A major NAACP fund-raiser provided a platform Sunday for critics of a ballot initiative that, if passed, would restrict affirmative action programs in Michigan.
“We may have entered college through affirmative action, but we did not graduate through affirmative action,” U.S. Rep. Sheila Jackson Lee, D-Texas, said in her keynote address at the 51st annual Fight for Freedom Fund Dinner held by the Detroit branch of the NAACP.
“A hand up is not a handout,” Jackson Lee told the estimated 10,000 guests. “This is the key to success.”
The 50,000-member Detroit branch of the National Organization for the Advancement of Colored People is one of the nation’s largest. The theme for this year’s event at Cobo Center was “We’ve Come too Far to Turn Back Now — Preserve Affirmative Action.”
Michigan voters in November will be asked whether government and university admissions programs should be prohibited from giving preferential treatment to groups or individuals based on their race, gender, color, ethnicity or national origin.
The Michigan Civil Rights Initiative’s major supporters include California businessman Ward Connerly, who has supported similar proposals in his home state and in Washington state. Opponents to the Michigan proposal waged a lengthy but unsuccessful legal battle to block the referendum.
Jackson Lee called the MCRI “the second coming of Jim Crow” and asked the audience, “Are you just part of the membership, or are you part of the movement?”
At a news conference before the dinner, Gov. Jennifer Granholm, U.S. Sen. Debbie Stabenow, D-Mich., and the Rev. Wendell Anthony, president of the NAACP’s Detroit chapter, voiced opposition to the MCRI.
“We’re not just here for a dinner, we are here for a civil rights event,” Anthony said.
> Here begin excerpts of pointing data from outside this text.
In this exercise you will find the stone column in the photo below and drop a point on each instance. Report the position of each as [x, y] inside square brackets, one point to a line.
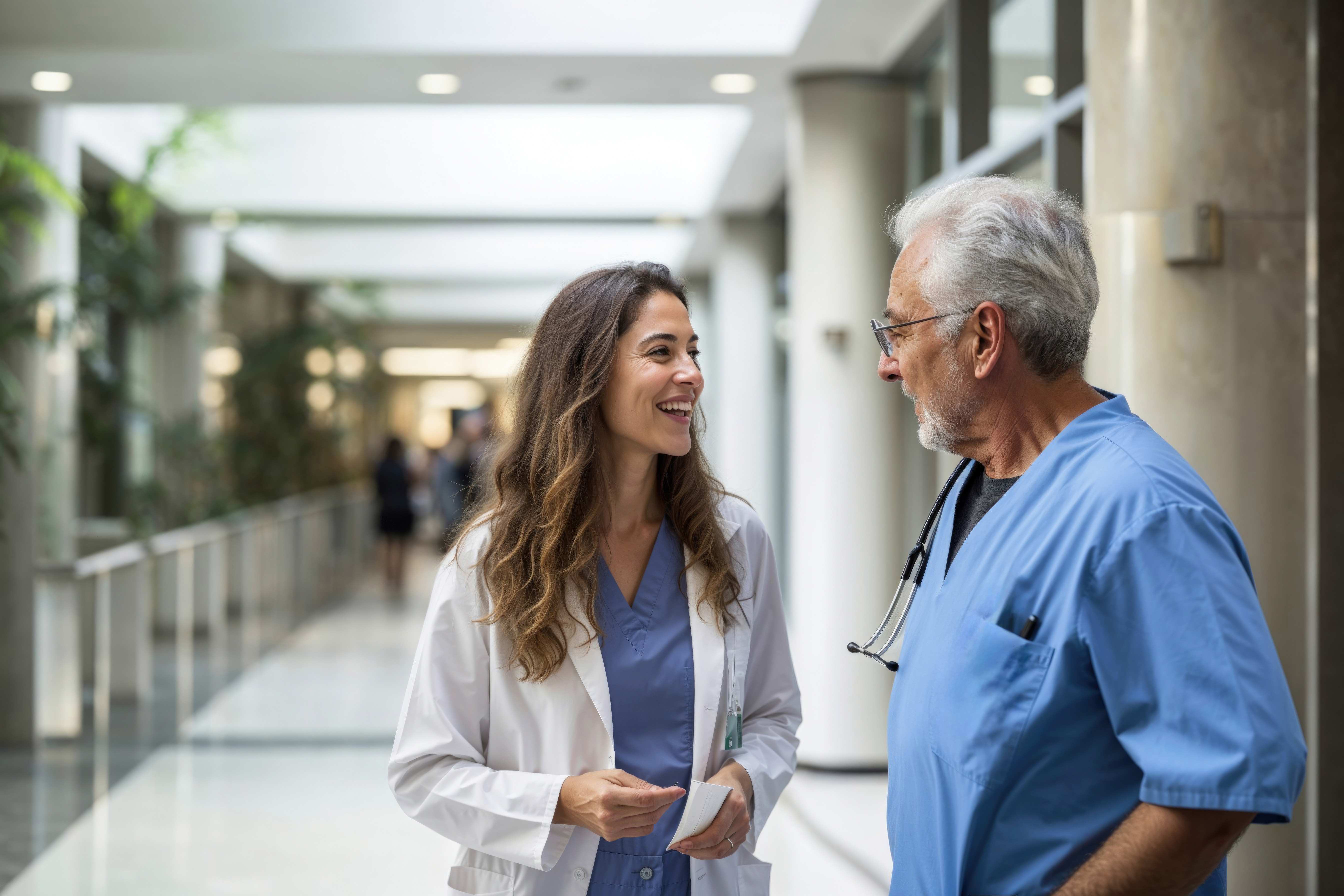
[744, 288]
[1206, 103]
[850, 434]
[1324, 448]
[198, 253]
[40, 624]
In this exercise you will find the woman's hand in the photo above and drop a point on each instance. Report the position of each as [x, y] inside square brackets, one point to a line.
[733, 823]
[614, 804]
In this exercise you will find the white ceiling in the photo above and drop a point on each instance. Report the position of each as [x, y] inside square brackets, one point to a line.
[528, 253]
[523, 28]
[448, 303]
[439, 162]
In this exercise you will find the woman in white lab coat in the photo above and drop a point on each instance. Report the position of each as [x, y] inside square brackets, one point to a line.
[605, 633]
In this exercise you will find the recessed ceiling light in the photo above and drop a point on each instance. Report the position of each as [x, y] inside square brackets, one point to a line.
[225, 221]
[733, 84]
[1040, 85]
[52, 81]
[440, 84]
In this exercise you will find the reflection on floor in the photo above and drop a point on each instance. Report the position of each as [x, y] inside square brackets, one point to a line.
[280, 782]
[279, 786]
[830, 836]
Preserving affirmative action, he said, “is not just a Black issue. This is a national issue.”
“On behalf of the city of Detroit, I say, bring it on,” said Detroit Mayor Kwame Kilpatrick. “If you want a fight, there is one waiting for you right here … we need a fight. It’s time to stand up and it’s time to step up.”
Kilpatrick, U.S. Rep. Carolyn Cheeks Kilpatrick, D-Mich., and U.S. Sen. Carl Levin, D-Mich., also spoke during the dinner.
Carol White, a lifelong Detroiter attending her seventh Fight for Freedom Fund Dinner, welcomed Jackson Lee’s message.
“There is going to be change, and a revolution is necessary to make change,” White says.
The Detroit chapter of the NAACP has been sponsoring the Fight for Freedom Fund Dinner since 1956. Civil rights lawyer and future U.S. Supreme Court justice Thurgood Marshall was the event’s first speaker. U.S. Sen. Barack Obama, D-Ill., was the keynote speaker last year.